Alanna Stuart is sings with a voice that's rooted in Gospel, but writes with an openness to all things music. As the frontwoman of Bonjay and Everything All The Time, she's established herself as a seasoned vocalist, applying her soulful vocals to genre-bending sounds. As a solo artist she's graced the stage with musical icons and icons-in-the making including Etta James, Feist, DJ Jazzy Jeff and Sharon Jones and the Dap Kings. But it's in her solo production and songwriting that Alanna's unique talent displays her growth as an artist.

Her upcoming Disruptive Technologies album sees her tastefully combining the sounds she heard while working her university's radio station in Ottawa - the fine-tuned songcrafting of The Local Rabbits, the nuanced vocal delivery of Feist and the spiritual percussion of Eddie Gale - and siffening them through her years of singing classic soul and Church hymns.

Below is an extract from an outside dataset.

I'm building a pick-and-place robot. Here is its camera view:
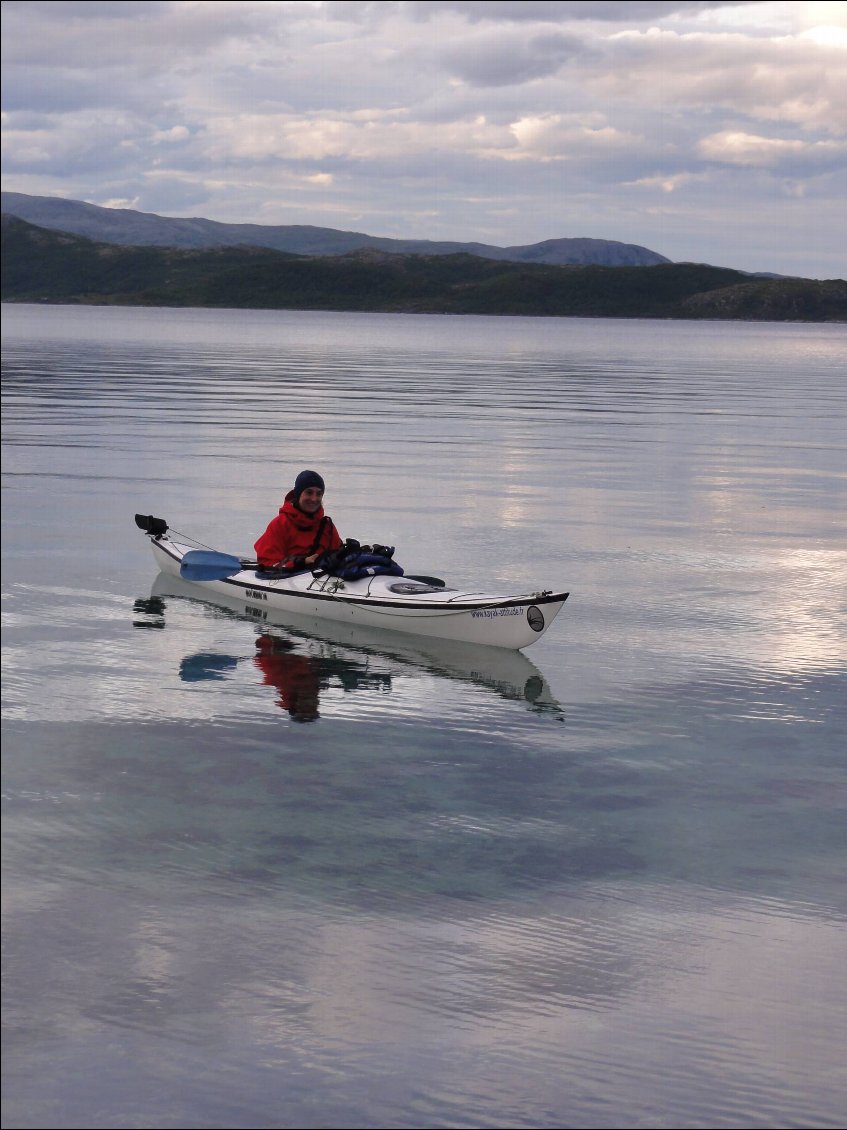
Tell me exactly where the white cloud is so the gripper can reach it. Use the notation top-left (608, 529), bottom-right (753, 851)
top-left (2, 0), bottom-right (847, 276)
top-left (699, 130), bottom-right (847, 168)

It's a far departure from high school days as a sugary sweet pop R&B singer, when she had heavy play on Flow 93.5 Toronto's urban station. But even then, Alanna still maintained a natural affinity to sounds that were slightly off-kilter. It was her that added Danzig's 'Mother' to the setlist of her weekly gig as a resto-lounge singer in a classic soul cover band. They would cover it after Aretha Franklin's 'Respect'.

The notion of being different has never strayed her . In fact, her album concept is based on the concept of a disruptive technology - the idea that new ways of thinking can challenge the established way of working, even overtaking it. Every disruptive technology is doubted in the beginning. But, every disruptive technology persuades in the end.

Alanna's approach to R&B is her own Disruptive Technology.